Sonntagmorgen 10 Uhr. Und alle sind wir auf dem Mühliplatz. Dabei ist es der Sonntag nach dem Fulehung. Aber auch heute steht wieder etwas Wichtiges auf dem Programm: Das Kantonsduell gegen YB. Etwas irritiert bin ich, dass nicht die Sitzplätze der Mühlibar belagert werden, sondern fast alle in den Gassen stehen bleiben. Die Portemonnaies scheinen leer zu sein nach den süffigen Fulehungtagen. Ich gönne mir quasi exklusiv ein Jungfrau Bier, aber irgendwie mundet mir das Brienzerseewasser nicht. Immerhin scheint endlich mal die Sonne, die ich während meiner verregneten Ferienwoche so sehr vermisst habe.
Mit rund 500 Leuten nehmen wir die Reise auf Richtung Wankdorf. Gölä macht im Extrazug mit neun vollen Wagen viel Stimmung, was auch angebracht ist angesichts unserer grossen Pläne. Wir wollen das Wankdorf nach dem Spiel als Leader verlassen. Das Stadion ist mit 29000 Zuschauern ziemlich voll, nur die Sonne lässt sich erst nicht blicken. Der Block Süd hat das Stadion bei seiner Anpfiffchoreo dicht eingenebelt. Die Stimmung auf der Thuner Seite ist generell gut, was auch am Spiel in der ersten Halbzeit liegt. Während das Gästeteam Angriff um Angriff startet, wirkt YB klinisch tot. Fehlpass um Fehlpass, verlorener Zweikampf um verlorenen Zweikampf. So ein schwaches YB habe ich zuletzt 1999 beim Thuner 0:3 im alten Wankdorf gesehen. Thun müsste nach einer halben Stunde längst führen. Und das hoch. Doch der Ball will einfach nicht rein. Ibayi, Reichmuth und gleich zweimal Dähler vergeben beste Chancen. Wenn sich das nur nicht rächt.
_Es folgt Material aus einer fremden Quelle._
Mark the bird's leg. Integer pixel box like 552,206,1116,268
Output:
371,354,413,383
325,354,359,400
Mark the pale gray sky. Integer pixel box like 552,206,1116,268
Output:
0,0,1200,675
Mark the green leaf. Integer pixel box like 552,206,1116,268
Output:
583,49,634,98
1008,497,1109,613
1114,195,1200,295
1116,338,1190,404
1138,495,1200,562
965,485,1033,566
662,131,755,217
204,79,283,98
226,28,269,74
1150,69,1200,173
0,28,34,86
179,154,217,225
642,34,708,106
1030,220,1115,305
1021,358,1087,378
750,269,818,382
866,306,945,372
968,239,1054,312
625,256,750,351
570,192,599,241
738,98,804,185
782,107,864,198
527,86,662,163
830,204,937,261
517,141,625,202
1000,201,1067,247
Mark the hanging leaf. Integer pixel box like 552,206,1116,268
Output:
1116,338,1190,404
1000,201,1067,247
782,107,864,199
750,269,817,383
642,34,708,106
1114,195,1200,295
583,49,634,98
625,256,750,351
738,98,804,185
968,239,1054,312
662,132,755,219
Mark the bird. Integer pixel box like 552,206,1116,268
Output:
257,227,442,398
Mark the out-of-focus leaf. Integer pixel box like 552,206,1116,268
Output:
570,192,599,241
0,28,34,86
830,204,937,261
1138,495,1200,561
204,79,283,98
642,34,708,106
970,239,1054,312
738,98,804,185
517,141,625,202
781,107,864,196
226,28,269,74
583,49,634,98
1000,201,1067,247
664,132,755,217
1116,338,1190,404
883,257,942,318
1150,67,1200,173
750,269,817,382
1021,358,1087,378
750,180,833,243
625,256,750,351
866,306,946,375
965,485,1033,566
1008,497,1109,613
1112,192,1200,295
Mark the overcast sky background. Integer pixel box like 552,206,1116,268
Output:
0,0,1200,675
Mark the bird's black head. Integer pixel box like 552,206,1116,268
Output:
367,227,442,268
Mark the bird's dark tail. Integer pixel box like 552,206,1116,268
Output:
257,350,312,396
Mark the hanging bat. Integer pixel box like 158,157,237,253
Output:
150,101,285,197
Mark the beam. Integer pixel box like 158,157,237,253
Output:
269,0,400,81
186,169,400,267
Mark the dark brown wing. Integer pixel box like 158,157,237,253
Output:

In der Pause staunen wir mal wieder über das effiziente Catering im Wankdorf. Auch wenn der Sektor und die Fans noch so voll und durstig sind, bekommt doch jeder und jede in Kürze ein Bier. Das ist nicht Hüttenzauber, das ist zauberhaft gut organisiert.
Gut gestärkt geht es in die zweite Halbzeit. Und die hat es in sich. Erst geht Thun in Führung. In der 52. Minute verwertet Ibayi einen langen Ball zum 0:1. Endlich. Und Thun könnte gleich nachdoppeln. Doch der Schuss von Matoshi landet am Pfosten. Wir sind entsetzt. Und sind es wenig später noch viel mehr. Denn ausgerechnet jetzt fängt YB mit Fussball an. Und wie. In der 64. Minute trifft Cordova zum 1:1 und in der 66. Minute Bedia zum 2:1. Es ist unverdient. Doch das Heimpublikum ist natürlich voller Euphorie. Umso besser, geben nun die Thuner wieder Gas und treffen erneut. In der 72. Minute flankt Dähler zu Meichtry, der zum 2:2 einköpft. Wenn schon nicht Leader werden, dann wenigstens einen Punkt mit heim ins Oberland nehmen. Aber YB meint es nicht gut mit uns. In der 80. Minute trifft Bedia via Latte und Pfosten zum 3:2. Und dann trifft nach einem umstrittenen Eckball auch noch Fasnacht per Kopf. Und so jubeln die YB-Spieler in der 90. Minute direkt vor einer desillusionierten Thun-Kurve. Kein Sieg im Kantonsduell, keine Tabellenführung. Und auch in den fünf Nachspielminuten will der Ball nicht mehr ins YB-Tor. 4:2 endet das erste NLA-Duell zwischen YB und Thun seit fünf Jahren. Der Fulehungsonntag hat irgendwie mehr Spass gemacht.